4. Il résulte de la mention " 72 " portée sur le relevé d'information intégral de M. B, que la réalité des infractions commises, d'une part, le 27 septembre 2019 pour un excès de vitesse d'au moins 40 km/h et inférieur à 50 km/h, d'autre part, le 27 novembre 2020 pour conduite sous l'empire d'un état alcoolique et refus d'obtempérer à une sommation de s'arrêter, ayant entraîné la suspension du permis de conduire de l'intéressé pour ces deux infractions ainsi qu'un retrait, respectivement, de quatre et huit points de son permis, a été établie par les condamnations respectives du tribunal d'instance ou de police de Valence le 13 octobre 2020 et du tribunal de grande instance de Valence le 29 mars 2021, devenues respectivement définitives les 30 octobre 2020 et 9 avril 2021. Aussi, lorsqu'une infraction a été reconnue par une condamnation devenue définitive prononcée par le juge pénal qui a statué sur tous les éléments de fait et de droit portés à sa connaissance et que l'auteur de l'infraction a ainsi pu la contester, l'omission de la formalité substantielle que constitue l'information prévue aux articles L. 223-3 et R. 223-3 précités, est sans influence sur la régularité du retrait de points en résultant. Par suite, le moyen tiré du défaut de délivrance de l'information préalable aux décisions de retrait de points suite aux infractions commises le 27 septembre 2019 et le 27 novembre 2020, ne peut être qu'écarté.
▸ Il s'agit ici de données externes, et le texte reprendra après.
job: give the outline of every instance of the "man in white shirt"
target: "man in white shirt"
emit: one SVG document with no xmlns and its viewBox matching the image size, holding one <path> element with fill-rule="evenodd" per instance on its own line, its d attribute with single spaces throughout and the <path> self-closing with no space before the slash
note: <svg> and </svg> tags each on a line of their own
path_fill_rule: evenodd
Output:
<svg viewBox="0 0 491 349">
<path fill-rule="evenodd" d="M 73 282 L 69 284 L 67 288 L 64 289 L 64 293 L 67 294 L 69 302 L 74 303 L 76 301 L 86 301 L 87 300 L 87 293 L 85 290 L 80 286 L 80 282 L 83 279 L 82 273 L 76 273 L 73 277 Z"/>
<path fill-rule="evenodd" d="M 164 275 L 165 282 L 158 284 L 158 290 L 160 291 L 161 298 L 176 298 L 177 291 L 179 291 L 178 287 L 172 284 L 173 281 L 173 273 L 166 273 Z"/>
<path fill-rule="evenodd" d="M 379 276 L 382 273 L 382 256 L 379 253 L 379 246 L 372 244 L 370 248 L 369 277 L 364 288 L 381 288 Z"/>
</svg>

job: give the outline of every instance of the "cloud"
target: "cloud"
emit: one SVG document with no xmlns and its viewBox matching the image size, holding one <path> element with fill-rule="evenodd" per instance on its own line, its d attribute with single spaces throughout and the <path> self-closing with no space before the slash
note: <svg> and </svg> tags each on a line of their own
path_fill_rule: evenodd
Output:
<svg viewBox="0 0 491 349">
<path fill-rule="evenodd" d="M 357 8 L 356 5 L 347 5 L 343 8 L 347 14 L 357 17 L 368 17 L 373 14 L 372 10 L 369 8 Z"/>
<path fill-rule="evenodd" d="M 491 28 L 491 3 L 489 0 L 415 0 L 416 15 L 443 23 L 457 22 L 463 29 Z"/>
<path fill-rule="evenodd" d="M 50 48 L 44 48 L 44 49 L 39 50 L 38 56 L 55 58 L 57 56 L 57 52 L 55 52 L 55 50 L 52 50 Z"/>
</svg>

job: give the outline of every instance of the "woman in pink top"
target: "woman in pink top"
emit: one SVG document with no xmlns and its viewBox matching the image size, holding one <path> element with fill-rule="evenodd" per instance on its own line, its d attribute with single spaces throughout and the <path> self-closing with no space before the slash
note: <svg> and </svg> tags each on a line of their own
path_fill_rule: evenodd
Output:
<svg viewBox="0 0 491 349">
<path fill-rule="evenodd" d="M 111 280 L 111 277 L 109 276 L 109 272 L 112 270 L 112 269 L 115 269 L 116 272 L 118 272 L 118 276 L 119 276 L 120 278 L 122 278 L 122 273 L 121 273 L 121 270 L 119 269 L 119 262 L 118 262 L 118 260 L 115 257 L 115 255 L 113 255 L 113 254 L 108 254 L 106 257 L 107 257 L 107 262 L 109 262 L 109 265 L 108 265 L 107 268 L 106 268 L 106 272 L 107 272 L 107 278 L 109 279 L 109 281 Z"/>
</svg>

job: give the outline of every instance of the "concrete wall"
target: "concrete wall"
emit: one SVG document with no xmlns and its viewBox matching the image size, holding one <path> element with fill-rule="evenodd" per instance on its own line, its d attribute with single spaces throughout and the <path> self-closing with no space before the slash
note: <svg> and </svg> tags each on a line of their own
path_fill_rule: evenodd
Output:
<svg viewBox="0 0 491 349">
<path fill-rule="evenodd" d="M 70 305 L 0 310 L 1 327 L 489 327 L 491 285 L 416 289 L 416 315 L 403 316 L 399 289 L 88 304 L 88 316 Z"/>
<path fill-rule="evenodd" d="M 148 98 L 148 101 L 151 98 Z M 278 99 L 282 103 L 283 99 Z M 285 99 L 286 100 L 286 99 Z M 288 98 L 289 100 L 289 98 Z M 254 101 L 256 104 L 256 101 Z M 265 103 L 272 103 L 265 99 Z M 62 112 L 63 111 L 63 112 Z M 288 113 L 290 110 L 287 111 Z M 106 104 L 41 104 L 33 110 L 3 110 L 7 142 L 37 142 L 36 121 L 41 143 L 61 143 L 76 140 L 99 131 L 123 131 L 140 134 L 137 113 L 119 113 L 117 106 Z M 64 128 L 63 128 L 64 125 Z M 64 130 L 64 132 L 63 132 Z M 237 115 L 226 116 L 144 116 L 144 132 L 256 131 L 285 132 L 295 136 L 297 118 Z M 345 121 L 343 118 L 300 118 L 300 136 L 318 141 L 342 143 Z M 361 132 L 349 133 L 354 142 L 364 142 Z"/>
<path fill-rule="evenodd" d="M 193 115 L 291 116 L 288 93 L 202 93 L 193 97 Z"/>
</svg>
5. Il résulte de ce qui précède que les conclusions à fin d'annulation et d'injonction présentées par M. B, doivent être rejetées.

Sur frais du litige :

6. Les dispositions de l'article L. 761-1 du code de justice administrative font obstacle à ce qu'une somme soit mise à la charge de l'Etat, qui n'a pas la qualité de partie perdante dans la présente instance, au titre des frais exposés et non compris dans les dépens.

D E C I D E :

Article 1er : La requête de M. B est rejetée.

Article 2 : Le présent jugement sera notifié à M. C B et au ministre de l'intérieur et des outre-mer.

Rendu public par mise à disposition au greffe le 11 juillet 2022.

Le président,

J-P. ALa greffière,

L. BOURECHAK

La République mande et ordonne au ministre de l'intérieur et des outre-mer en ce qui le concerne et à tous les huissiers de justice à ce requis en ce qui concerne les voies de droit commun, contre les parties privées, de pourvoir à l'exécution de la présente décision.